Buses, trucks, mail delivery vehicles and cars need roads to make connections everywhere as the population continues to increase. People still will need food, products and services, which cannot be provided by the Purple Line and the Corridor Cities Transitway.

Public transport transit systems cost 4.51 times more per passenger mile than cars according to the Urban Transport Fact Book. Now that vehicles are becoming more energy-efficient (my gas-electric Prius gets 45 to 50 miles per gallon) and new types of energy sources for transportation are coming online, the need for roads will continue to increase. More limited-access roads like the ICC and Interstate roads will be needed to help improve the fuel (energy) use for trucks, buses and multimodal non-rail passenger transport.
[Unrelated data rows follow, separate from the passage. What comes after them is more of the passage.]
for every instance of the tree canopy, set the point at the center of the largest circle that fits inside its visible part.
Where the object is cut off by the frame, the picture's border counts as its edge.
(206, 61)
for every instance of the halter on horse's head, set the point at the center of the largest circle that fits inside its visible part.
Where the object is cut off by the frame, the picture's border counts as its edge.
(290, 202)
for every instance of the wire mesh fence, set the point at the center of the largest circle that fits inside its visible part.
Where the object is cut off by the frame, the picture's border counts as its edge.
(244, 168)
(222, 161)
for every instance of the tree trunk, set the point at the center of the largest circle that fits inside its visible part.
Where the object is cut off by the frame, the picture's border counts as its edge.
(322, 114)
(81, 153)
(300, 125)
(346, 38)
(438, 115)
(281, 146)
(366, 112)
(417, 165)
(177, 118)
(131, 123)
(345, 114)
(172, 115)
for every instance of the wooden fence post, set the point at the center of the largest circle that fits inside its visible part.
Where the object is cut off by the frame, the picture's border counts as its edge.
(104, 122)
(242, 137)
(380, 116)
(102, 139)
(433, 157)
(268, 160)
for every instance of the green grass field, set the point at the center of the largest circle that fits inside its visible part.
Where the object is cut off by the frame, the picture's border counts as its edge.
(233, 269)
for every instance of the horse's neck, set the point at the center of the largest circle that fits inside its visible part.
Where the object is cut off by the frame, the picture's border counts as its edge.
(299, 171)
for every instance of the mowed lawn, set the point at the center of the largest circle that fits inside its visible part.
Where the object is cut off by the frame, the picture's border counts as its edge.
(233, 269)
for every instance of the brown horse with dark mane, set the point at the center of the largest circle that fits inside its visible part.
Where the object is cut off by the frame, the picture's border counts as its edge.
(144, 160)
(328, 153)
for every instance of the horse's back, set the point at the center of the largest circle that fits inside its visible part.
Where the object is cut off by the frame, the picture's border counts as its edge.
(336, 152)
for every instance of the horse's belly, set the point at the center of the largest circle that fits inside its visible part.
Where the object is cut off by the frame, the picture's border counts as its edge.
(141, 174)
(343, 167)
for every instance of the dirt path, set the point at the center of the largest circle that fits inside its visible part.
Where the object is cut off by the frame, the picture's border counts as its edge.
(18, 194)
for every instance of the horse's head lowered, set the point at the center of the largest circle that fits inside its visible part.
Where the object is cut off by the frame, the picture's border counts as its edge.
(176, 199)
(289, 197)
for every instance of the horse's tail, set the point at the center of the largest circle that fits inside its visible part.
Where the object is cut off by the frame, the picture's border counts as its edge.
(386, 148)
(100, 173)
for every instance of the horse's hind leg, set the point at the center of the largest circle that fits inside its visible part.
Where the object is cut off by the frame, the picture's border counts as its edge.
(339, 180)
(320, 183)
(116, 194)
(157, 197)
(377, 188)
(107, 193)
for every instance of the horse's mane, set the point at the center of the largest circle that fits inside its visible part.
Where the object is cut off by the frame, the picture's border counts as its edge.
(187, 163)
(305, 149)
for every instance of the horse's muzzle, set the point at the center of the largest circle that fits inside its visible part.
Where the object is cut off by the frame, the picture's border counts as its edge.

Light Rail Transit (LRT) trolley as proposed for the Purple Line and the Corridor Cities Transitway is the worst form of public transit according to historical data. However, driverless elevated monobeam-monorail is less costly to build and more efficient to operate than LRT. It can pay for itself in less than 20 years; it has the capacity nearly that of Metrorail and it’s environmentally friendly. Also, it doesn’t create congestion like LRT surface rail does.

So, why do people like Mr. Henn and others not want to improve and build roads that are much more cost-effective, useful and friendly for taxpayers?